Why Did Jesus Die?

Caitlyn ScaggsBy Caitlyn Scaggs5 Minutes

Our beautiful relationship with God began in the Garden of Eden. In the early pages of Genesis, we learn of how God created our world and then He walked in intimacy and relationship with Adam and Eve. Wow, it was wonderful! However, it all came crashing down when Adam and Eve introduced sin into the world by choosing to disobey the Lord. Sin created an insurmountable obstacle between us and our Holy God. Sin removed our ability to walk in intimacy with Him.

Our sovereign and powerful God loves us so much that He immediately initiated a rescue plan for each of us. He made a way to overcome the chasm of sin — but it required the shedding of blood and death.

Sin Sacrifices

Throughout the Old Testament, sacrifices were offered to God as a way to restore relationship with Him. The shedding of blood was required for any sin against the Creator. Which meant, sin sacrifices, made with a pure heart, were a way to seek restoration with the Lord.

Sin sacrifices were required over and over — they were not a “one-and-done” type of redemption. This means God’s people were stuck in a never-ending cycle of sacrifice to atone for their sins. This law found in the Old Testament was a placeholder until God’s beautiful and permanently redemptive plan could be enacted.

“For it is impossible for the blood of bulls and goats to take away sins” (Romans 10:4). The sin sacrifices of the Old Testament were a temporary solution, while also being a foreshadowing of God’s ultimate plan for redemption. Jesus had to die to become our ultimate sin sacrifice, once and for all.
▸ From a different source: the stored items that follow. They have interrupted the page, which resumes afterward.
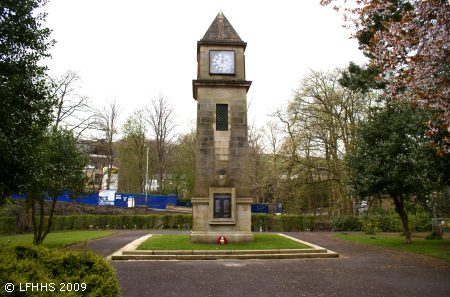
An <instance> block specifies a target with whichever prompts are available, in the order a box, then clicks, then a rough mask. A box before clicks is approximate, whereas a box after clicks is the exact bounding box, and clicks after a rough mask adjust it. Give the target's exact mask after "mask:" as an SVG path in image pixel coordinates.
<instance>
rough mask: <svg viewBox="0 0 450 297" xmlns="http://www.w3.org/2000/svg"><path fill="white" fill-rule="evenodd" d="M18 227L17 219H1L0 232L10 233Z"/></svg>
mask: <svg viewBox="0 0 450 297" xmlns="http://www.w3.org/2000/svg"><path fill="white" fill-rule="evenodd" d="M15 226H16V218H15V217H0V232H8V233H11V231H12V230H13V229H14V228H15Z"/></svg>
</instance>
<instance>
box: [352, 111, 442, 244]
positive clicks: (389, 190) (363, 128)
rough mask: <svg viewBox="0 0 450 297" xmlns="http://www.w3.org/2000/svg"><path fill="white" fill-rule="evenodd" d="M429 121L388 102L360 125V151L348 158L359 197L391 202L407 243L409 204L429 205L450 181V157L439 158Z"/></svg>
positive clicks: (408, 230)
mask: <svg viewBox="0 0 450 297" xmlns="http://www.w3.org/2000/svg"><path fill="white" fill-rule="evenodd" d="M429 117H430V112H429V111H425V110H422V109H417V108H413V107H411V106H409V105H407V104H400V103H395V104H393V103H391V102H387V103H386V105H385V106H384V107H381V108H376V109H375V110H373V111H372V112H371V113H370V116H369V118H368V120H367V121H365V122H362V123H361V124H360V125H359V127H358V129H357V138H355V140H354V144H355V149H354V150H353V151H348V152H347V155H346V157H345V165H346V167H347V170H348V171H349V172H351V173H352V174H351V176H350V177H349V179H348V184H349V186H350V188H351V191H352V192H353V194H355V195H357V196H358V197H359V198H360V199H367V200H371V199H384V198H391V199H392V200H393V201H394V205H395V210H396V212H397V213H398V214H399V216H400V219H401V222H402V226H403V230H404V233H405V242H406V243H410V242H411V231H410V228H409V222H408V215H407V213H406V211H405V204H406V203H407V201H410V200H412V198H417V199H418V200H419V201H421V202H422V203H426V202H427V200H428V199H430V197H429V196H430V195H431V194H432V193H435V192H436V191H441V190H443V189H444V187H445V186H448V182H449V178H448V177H449V176H450V175H449V174H450V158H449V157H439V156H437V155H436V149H434V148H432V147H430V145H429V140H428V138H427V136H426V135H425V133H426V130H427V127H426V126H425V121H426V120H427V119H428V118H429Z"/></svg>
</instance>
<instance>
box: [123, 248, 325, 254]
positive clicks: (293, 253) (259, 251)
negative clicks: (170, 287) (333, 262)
mask: <svg viewBox="0 0 450 297" xmlns="http://www.w3.org/2000/svg"><path fill="white" fill-rule="evenodd" d="M326 252H327V249H323V248H322V249H286V250H208V251H206V250H181V251H176V250H169V251H157V250H152V251H148V250H134V251H123V252H122V254H123V255H203V254H204V255H246V254H258V255H260V254H305V253H326Z"/></svg>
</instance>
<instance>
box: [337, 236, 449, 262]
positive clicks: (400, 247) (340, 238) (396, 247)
mask: <svg viewBox="0 0 450 297" xmlns="http://www.w3.org/2000/svg"><path fill="white" fill-rule="evenodd" d="M330 237H334V238H339V239H345V240H349V241H354V242H359V243H365V244H371V245H378V246H383V247H390V248H396V249H400V250H404V251H408V252H412V253H416V254H423V255H428V256H433V257H436V258H439V259H444V260H447V261H450V239H433V240H427V239H416V238H413V239H412V240H411V244H406V243H405V237H393V236H381V235H343V234H340V235H331V236H330Z"/></svg>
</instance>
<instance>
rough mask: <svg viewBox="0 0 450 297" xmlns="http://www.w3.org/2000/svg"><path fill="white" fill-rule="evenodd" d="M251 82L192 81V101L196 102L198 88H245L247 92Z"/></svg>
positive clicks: (247, 91)
mask: <svg viewBox="0 0 450 297" xmlns="http://www.w3.org/2000/svg"><path fill="white" fill-rule="evenodd" d="M251 84H252V82H251V81H249V80H218V79H217V80H211V79H194V80H192V89H193V92H194V94H193V95H194V99H195V100H197V89H198V87H234V88H236V87H238V88H239V87H241V88H246V89H247V92H248V89H249V88H250V86H251Z"/></svg>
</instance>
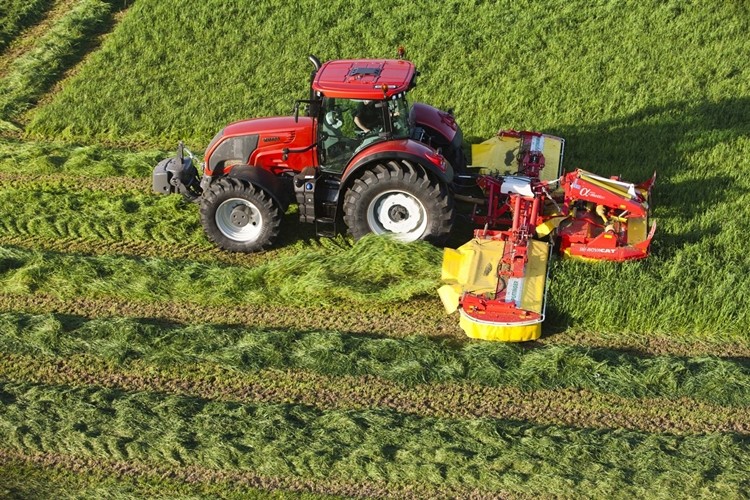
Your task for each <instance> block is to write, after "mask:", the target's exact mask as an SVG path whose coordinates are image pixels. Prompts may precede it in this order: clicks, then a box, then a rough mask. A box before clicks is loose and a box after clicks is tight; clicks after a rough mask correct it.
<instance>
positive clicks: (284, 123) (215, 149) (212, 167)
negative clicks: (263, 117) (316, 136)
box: [205, 116, 315, 175]
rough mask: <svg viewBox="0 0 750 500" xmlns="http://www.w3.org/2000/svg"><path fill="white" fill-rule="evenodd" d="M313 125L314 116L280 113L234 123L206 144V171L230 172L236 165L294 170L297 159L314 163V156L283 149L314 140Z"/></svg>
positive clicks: (297, 167) (212, 174)
mask: <svg viewBox="0 0 750 500" xmlns="http://www.w3.org/2000/svg"><path fill="white" fill-rule="evenodd" d="M314 129H315V120H314V119H312V118H310V117H307V116H300V117H299V118H298V119H297V120H295V119H294V117H293V116H278V117H271V118H254V119H250V120H241V121H238V122H234V123H231V124H229V125H227V126H226V127H225V128H224V129H223V130H221V131H220V132H219V133H218V134H216V136H214V138H213V139H212V140H211V143H210V144H209V145H208V147H207V148H206V154H205V159H206V167H207V172H206V173H207V174H208V175H214V173H216V174H220V173H222V172H223V173H227V172H228V170H229V168H230V167H231V166H233V165H258V166H262V167H264V168H267V169H274V168H279V169H284V168H292V169H293V170H297V169H298V165H297V163H300V164H302V163H305V164H310V165H312V164H313V163H312V162H314V159H312V158H308V155H299V154H295V155H288V157H287V155H285V154H284V150H285V149H292V150H295V149H300V148H305V147H307V146H309V145H311V144H313V142H314V140H313V137H314ZM287 160H289V161H287ZM299 168H301V167H299Z"/></svg>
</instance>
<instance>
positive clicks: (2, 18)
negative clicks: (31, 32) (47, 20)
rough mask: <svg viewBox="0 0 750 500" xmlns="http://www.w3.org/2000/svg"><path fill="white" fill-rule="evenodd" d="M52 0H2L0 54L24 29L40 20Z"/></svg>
mask: <svg viewBox="0 0 750 500" xmlns="http://www.w3.org/2000/svg"><path fill="white" fill-rule="evenodd" d="M51 4H52V0H4V1H3V4H2V5H0V54H2V53H3V51H4V50H5V49H6V48H7V47H8V45H10V43H11V42H12V41H13V39H14V38H15V37H16V35H18V34H19V33H20V32H21V31H22V30H23V29H24V28H26V27H28V26H30V25H32V24H34V23H35V22H36V21H38V20H39V19H41V18H42V16H43V15H44V13H45V12H46V11H47V9H49V7H50V5H51Z"/></svg>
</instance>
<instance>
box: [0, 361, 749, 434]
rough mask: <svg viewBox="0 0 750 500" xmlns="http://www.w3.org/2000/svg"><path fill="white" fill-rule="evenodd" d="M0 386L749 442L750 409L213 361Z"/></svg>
mask: <svg viewBox="0 0 750 500" xmlns="http://www.w3.org/2000/svg"><path fill="white" fill-rule="evenodd" d="M0 379H4V380H6V381H8V382H32V383H37V384H47V385H66V386H72V387H87V386H89V385H97V386H101V387H106V388H110V389H118V390H123V391H126V392H133V391H144V390H145V391H151V392H159V393H165V394H177V395H182V396H190V397H197V398H201V399H211V400H218V401H227V402H237V403H253V404H262V403H272V404H279V403H283V404H299V405H306V406H311V407H315V408H318V409H320V410H367V409H375V408H377V409H383V410H391V411H395V412H398V413H407V414H412V415H417V416H422V417H438V418H454V419H456V418H457V419H465V418H468V419H472V418H500V419H512V420H516V421H524V422H527V423H533V424H538V425H563V426H571V427H578V428H587V429H628V430H635V431H642V432H656V433H670V434H675V435H686V434H706V433H712V432H732V433H735V434H741V435H750V410H748V409H747V407H744V408H738V407H729V406H717V405H714V404H708V403H704V402H700V401H696V400H695V399H688V398H682V399H678V400H671V399H664V398H638V399H634V398H624V397H621V396H615V395H612V394H605V393H594V392H590V391H586V390H582V389H554V390H551V389H542V390H531V391H529V390H523V389H518V388H514V387H509V386H502V387H491V386H487V385H481V384H473V383H467V382H461V383H436V384H417V385H413V386H407V385H405V384H402V383H399V382H393V381H389V380H386V379H383V378H380V377H374V376H371V375H365V376H346V375H344V376H340V375H339V376H329V375H320V374H317V373H314V372H311V371H307V370H276V369H265V370H260V371H256V372H245V371H241V370H236V369H231V368H222V367H220V366H218V365H216V364H211V363H191V364H183V365H179V366H172V367H163V366H157V365H155V364H153V363H148V362H145V361H142V360H137V361H132V362H128V363H127V364H125V365H118V364H116V363H112V362H109V361H105V360H103V359H101V358H96V357H92V356H89V355H73V356H69V357H65V358H60V357H54V356H45V355H18V354H6V355H5V356H4V357H3V358H2V359H0Z"/></svg>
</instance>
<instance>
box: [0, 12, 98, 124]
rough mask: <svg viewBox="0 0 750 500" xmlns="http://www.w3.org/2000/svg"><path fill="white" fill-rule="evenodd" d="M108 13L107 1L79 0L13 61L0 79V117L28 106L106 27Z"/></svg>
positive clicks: (76, 58) (35, 99)
mask: <svg viewBox="0 0 750 500" xmlns="http://www.w3.org/2000/svg"><path fill="white" fill-rule="evenodd" d="M111 13H112V5H111V4H110V3H109V2H106V1H102V0H80V1H79V2H77V3H76V5H75V6H74V7H73V8H72V9H71V10H70V11H68V12H67V13H66V14H65V15H64V16H62V17H61V18H60V19H59V20H58V21H57V22H56V23H55V24H54V25H53V26H52V27H50V29H49V30H48V31H47V32H46V33H45V34H44V35H43V36H42V37H41V38H40V39H39V40H37V41H36V42H35V44H34V47H33V48H32V49H31V50H29V51H28V52H26V53H25V54H23V55H21V56H20V57H19V58H18V59H16V60H14V61H13V62H12V63H11V64H10V67H9V69H8V72H7V73H6V75H5V76H4V77H3V78H2V80H0V120H4V121H6V122H7V121H12V120H14V119H16V118H17V117H18V116H19V115H20V114H21V113H23V112H25V111H27V110H28V109H29V108H31V107H32V106H33V105H34V104H35V103H36V101H37V100H38V99H39V98H40V97H41V96H42V94H44V92H46V91H47V90H48V89H49V88H50V87H51V86H52V85H53V84H54V83H55V81H57V79H58V78H59V77H60V76H62V74H63V72H64V71H65V70H66V69H67V68H69V67H70V65H71V64H73V63H74V62H75V61H77V60H78V58H80V56H81V55H82V53H83V52H84V51H85V49H86V47H87V45H88V44H90V43H91V38H92V37H93V36H95V35H96V34H97V33H99V32H100V31H101V30H102V29H103V28H104V27H106V26H107V23H108V22H109V20H110V15H111Z"/></svg>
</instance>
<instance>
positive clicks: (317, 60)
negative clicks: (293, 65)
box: [307, 54, 321, 73]
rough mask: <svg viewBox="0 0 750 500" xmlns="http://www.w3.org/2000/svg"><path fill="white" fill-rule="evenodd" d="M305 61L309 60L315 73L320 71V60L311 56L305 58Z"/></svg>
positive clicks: (320, 65)
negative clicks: (315, 72) (314, 71)
mask: <svg viewBox="0 0 750 500" xmlns="http://www.w3.org/2000/svg"><path fill="white" fill-rule="evenodd" d="M307 59H309V60H310V62H311V63H312V65H313V66H315V72H316V73H317V71H318V70H319V69H320V66H321V63H320V59H318V58H317V57H315V56H314V55H312V54H310V55H309V56H307Z"/></svg>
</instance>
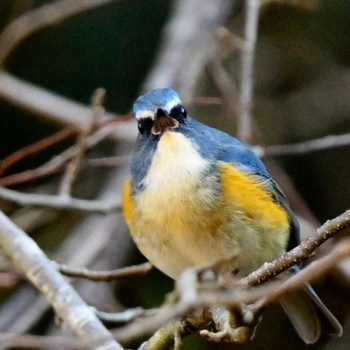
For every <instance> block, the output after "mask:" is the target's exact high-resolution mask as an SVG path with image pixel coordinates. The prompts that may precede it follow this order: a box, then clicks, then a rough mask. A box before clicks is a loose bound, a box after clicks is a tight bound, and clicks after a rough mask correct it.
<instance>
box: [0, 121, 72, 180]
mask: <svg viewBox="0 0 350 350" xmlns="http://www.w3.org/2000/svg"><path fill="white" fill-rule="evenodd" d="M77 133H78V129H77V128H75V127H66V128H64V129H62V130H59V131H57V132H56V133H54V134H52V135H50V136H48V137H45V138H43V139H41V140H39V141H37V142H35V143H32V144H31V145H29V146H26V147H23V148H21V149H19V150H17V151H15V152H13V153H11V154H10V155H8V156H7V157H6V158H4V159H2V160H1V162H0V176H2V175H3V174H4V173H5V172H6V171H8V170H9V169H10V168H11V167H12V166H14V165H15V164H17V163H18V162H20V161H21V160H23V159H25V158H27V157H30V156H34V155H35V154H37V153H39V152H41V151H43V150H47V149H48V148H49V147H51V146H53V145H55V144H56V143H58V142H60V141H62V140H65V139H67V138H68V137H70V136H72V135H75V134H77Z"/></svg>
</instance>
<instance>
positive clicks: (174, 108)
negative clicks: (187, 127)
mask: <svg viewBox="0 0 350 350" xmlns="http://www.w3.org/2000/svg"><path fill="white" fill-rule="evenodd" d="M134 113H135V117H136V119H137V122H138V128H139V131H140V133H141V134H146V135H148V136H149V135H151V134H152V135H154V136H156V135H161V134H162V133H163V132H164V131H165V130H168V129H170V130H173V129H176V128H178V127H179V125H180V124H182V123H184V121H185V120H186V117H187V113H186V110H185V108H184V107H183V106H182V104H181V101H180V98H179V96H178V94H177V93H176V92H175V91H174V90H171V89H155V90H151V91H149V92H147V93H146V94H144V95H142V96H140V97H139V98H138V99H137V100H136V102H135V104H134Z"/></svg>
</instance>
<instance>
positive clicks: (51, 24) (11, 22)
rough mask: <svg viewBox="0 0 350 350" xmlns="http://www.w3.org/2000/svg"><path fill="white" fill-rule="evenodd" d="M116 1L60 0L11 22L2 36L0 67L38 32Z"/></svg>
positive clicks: (27, 14) (3, 33)
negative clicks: (11, 55)
mask: <svg viewBox="0 0 350 350" xmlns="http://www.w3.org/2000/svg"><path fill="white" fill-rule="evenodd" d="M114 1H116V0H75V1H71V0H60V1H55V2H54V3H50V4H47V5H43V6H41V7H39V8H37V9H35V10H32V11H29V12H26V13H25V14H23V15H22V16H20V17H18V18H17V19H15V20H14V21H13V22H11V23H10V24H9V25H8V26H7V27H6V28H5V29H4V30H3V32H2V33H1V35H0V66H3V65H4V63H5V61H6V59H7V58H8V57H9V56H10V54H11V53H12V52H13V50H14V49H15V48H16V47H17V46H18V45H19V44H20V43H21V42H22V41H24V40H25V39H26V38H28V37H29V36H31V35H32V34H33V33H35V32H37V31H38V30H40V29H42V28H45V27H48V26H52V25H55V24H58V23H60V22H62V21H64V20H66V19H68V18H69V17H72V16H75V15H77V14H79V13H81V12H84V11H88V10H93V9H94V8H97V7H100V6H104V5H106V4H108V3H112V2H114Z"/></svg>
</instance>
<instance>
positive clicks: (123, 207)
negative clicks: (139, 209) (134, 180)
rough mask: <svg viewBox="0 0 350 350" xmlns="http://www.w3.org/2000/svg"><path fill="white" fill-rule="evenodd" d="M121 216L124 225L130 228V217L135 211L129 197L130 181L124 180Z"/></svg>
mask: <svg viewBox="0 0 350 350" xmlns="http://www.w3.org/2000/svg"><path fill="white" fill-rule="evenodd" d="M122 203H123V215H124V218H125V221H126V223H127V224H128V226H129V227H130V224H131V220H132V216H133V213H134V210H135V205H134V202H133V201H132V197H131V180H130V179H128V180H125V182H124V185H123V192H122Z"/></svg>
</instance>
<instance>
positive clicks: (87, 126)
mask: <svg viewBox="0 0 350 350" xmlns="http://www.w3.org/2000/svg"><path fill="white" fill-rule="evenodd" d="M105 95H106V90H104V89H102V88H98V89H96V90H95V91H94V93H93V96H92V99H91V108H92V116H91V118H90V120H89V121H88V122H87V123H86V126H85V127H84V128H83V130H82V131H81V133H80V135H79V137H78V140H77V142H76V152H75V154H74V156H73V157H72V159H71V160H70V162H69V163H68V165H67V167H66V171H65V173H64V176H63V178H62V181H61V184H60V188H59V194H60V196H62V197H70V194H71V191H72V185H73V182H74V181H75V179H76V177H77V175H78V173H79V170H80V166H81V162H82V160H83V158H84V154H85V151H86V142H85V141H86V139H87V137H88V136H89V135H90V134H91V132H92V131H93V130H94V128H95V127H96V124H97V121H98V119H100V118H101V117H102V115H103V113H104V109H103V106H102V105H103V101H104V98H105Z"/></svg>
Jesus Christ: Our Perfect Sacrifice

Jesus was born fully man and fully God and lived a blameless, sinless, “white as snow” life. When Jesus was crucified, He took on all of our sins past, present, and future. He was the perfect sin offering for each and every one of us, out of God’s gracious and abundant love.

Jesus died to make a way — a permanent way. In Hebrews 10:12, we learn, “He entered once for all into the holy places, not by means of the blood of goats and calves but by means of His own blood, thus securing an eternal redemption.”

The death and resurrection of Christ, and the resulting offer of eternal salvation, provide each of us with a way back into intimacy with God. Jesus is our perfect sacrifice, given to us by our loving Father.

It is remarkable that Jesus was a gift freely given to us with no prerequisite of being “good enough” in order to receive salvation. “For while we were still weak, at the right time, Christ died for the ungodly. For one will scarcely die for a righteous person — though perhaps for a good person one would dare even to die — but God shows his love for us in that while we were still sinners Christ died for us” (Romans 5:6-8).

Christ, Your Lord and Savior

The insurmountable obstacle that sin created has been overcome by the death and resurrection of Jesus. He was the ultimate, perfect, blameless, once-and-for-all sacrifice.

The death of Jesus, and the resulting salvation it offers, represents a fresh start in which we can walk in truth and sanctification. As proclaimed in Romans 8:1, “There is therefore now no condemnation for those who are in Christ Jesus. For the law of the Spirit of life has set you free in Christ Jesus from the law of sin and death.”

We are no longer slaves to sin but we have been redeemed because of the death of Jesus — scripture is clear and emphatic about this transformative truth. There is such a beautiful paradox in the reality that the shedding of bright, bold, crimson blood is what washed our sin-landscape white as snow. Jesus had to die so that we can live.